The ancient gospel proclaimed by early Christians in the Book of Acts declare the same thing. They preached “Jesus is the [Eternal] Christ” (2:36, 9:22) and therefore the deepest pattern for everything that preceded and followed him. Jesus is God’s divine Logos, the blueprint by which the universe was made, and through which it is now being sustained.  As the Book of Revelation puts it, the Christ is “the Alpha and the Omega” of all history and of all creation (1:8, 21:6, 22:13).  Let the end times begin with us.

Many of us are taught Christ is God’s plan B.  Jesus came into the world to solve the persistent problem of human sin. We were taught that is was God and not us who demanded Jesus had to die. Yet as he stands in the Roman Praetorium, ready to take the throne of his cross, now we see the full truth.  Christ is God’s plan A. From the very beginning, Jesus the Christ is the very meaning, purpose, direction, beauty, joy, goal, and fulfillment of the whole divine adventure. (Richard Rohr, Daily Meditation, 11/2/15) Jesus is the revealer of the One “who is and who was and who is to come, the Almighty.” (Revelation 1:8)

Peace. Shalom. Salaam. We will have to radically expand our idea of king and ruler to take in what this means. “With this perspective, Christianity need not compete with other religions; rather, authentic Christians can see and respect the Christ Mystery wherever and however it is trying to reveal itself–which is all the time and everywhere, and not just in my group.”  Martin Luther said whatever preaches Christ is the gospel regardless of who said it or where you encounter it.  For the apocalypse to be now all tribalism becomes impossible.

In Another Turn of the Crank, the Kentucky sage, Wendell Berry, writes, “I take literally the statement in the Gospel of John that God loves the world. I believe that the world was created and approved by love, that it subsists, coheres, and endures by love, and that, insofar as it is redeemable, it can be redeemed only by love. I believe that divine love, incarnate and indwelling in the world, summons the world always toward wholeness, which ultimately is reconciliation and atonement with God.”[Wendell Berry, as quoted in Spiritual Ecology: The Cry of the Earth, Llewellyn Vaughan-Lee, ed. (The Golden Sufi Center: 2013), 77.]

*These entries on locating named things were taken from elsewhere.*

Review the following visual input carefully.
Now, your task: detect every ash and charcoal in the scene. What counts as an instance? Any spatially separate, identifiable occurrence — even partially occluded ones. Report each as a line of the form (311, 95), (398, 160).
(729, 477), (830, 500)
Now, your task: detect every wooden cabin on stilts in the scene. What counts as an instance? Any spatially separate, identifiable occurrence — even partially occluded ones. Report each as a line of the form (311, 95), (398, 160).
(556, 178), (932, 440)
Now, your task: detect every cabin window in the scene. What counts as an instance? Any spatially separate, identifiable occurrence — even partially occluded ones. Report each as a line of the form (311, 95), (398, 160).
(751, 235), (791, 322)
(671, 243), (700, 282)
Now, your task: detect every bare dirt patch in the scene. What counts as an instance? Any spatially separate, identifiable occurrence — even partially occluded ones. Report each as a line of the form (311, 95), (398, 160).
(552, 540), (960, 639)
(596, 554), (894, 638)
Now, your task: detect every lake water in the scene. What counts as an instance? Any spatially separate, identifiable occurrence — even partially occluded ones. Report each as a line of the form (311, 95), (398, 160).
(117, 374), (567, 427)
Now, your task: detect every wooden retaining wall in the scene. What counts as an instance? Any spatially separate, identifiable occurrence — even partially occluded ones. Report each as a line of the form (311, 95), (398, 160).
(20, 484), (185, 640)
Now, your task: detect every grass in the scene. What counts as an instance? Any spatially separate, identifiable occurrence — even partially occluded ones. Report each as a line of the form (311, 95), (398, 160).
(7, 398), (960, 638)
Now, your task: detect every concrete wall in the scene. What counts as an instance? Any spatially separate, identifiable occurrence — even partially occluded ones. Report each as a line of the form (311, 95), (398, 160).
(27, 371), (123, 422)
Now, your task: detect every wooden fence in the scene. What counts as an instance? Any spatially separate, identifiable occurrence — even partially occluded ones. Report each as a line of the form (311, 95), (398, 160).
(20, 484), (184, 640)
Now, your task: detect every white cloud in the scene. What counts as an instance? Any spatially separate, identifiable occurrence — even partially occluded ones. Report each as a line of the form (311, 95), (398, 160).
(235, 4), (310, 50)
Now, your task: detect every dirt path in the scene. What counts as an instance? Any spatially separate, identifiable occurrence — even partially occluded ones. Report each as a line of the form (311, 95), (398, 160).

Christ our king leads the way. We will not know God, ourselves, each other, or anything else that exists except by entering into communion. To try to know something without first loving it is not to know it very well at all. Our failure to understand Christ our King in this fundamental way has made much of the Christian search for truth brutal, arrogant, divisive, the possession of a few, and confined almost entirely to our heads.  I take joy in the fact that as we move deeper into the 21stcentury, Christians seem to be re-discovering the way of Christ our king is the way of incarnation, the way proclaimed by the very name of our dear congregation.  Immanuel is the way we become a living sanctuary of hope and grace.

The French-born author Anais Nin famously once said, “We don’t see things as they are.  We see them as we are.”  We must be changed, renewed, refreshed, refashioned, reformed and resurrected.  In Christ, the old world is passing away. See! A new kingdom has begun. We join our prayers with those of every place and generation. “Let your kingdom come and your will be done, on earth as it is in heaven!  Let our eyes be opened, our ears be unstopped. Let our hearts of stone be replaced with hearts of flesh starting now. Peace. Shalom. Salaam. Let the apocalypse begin right here, right now, among us.  Yes, this Jesus is a different kind of king.  Let the people say …Amen!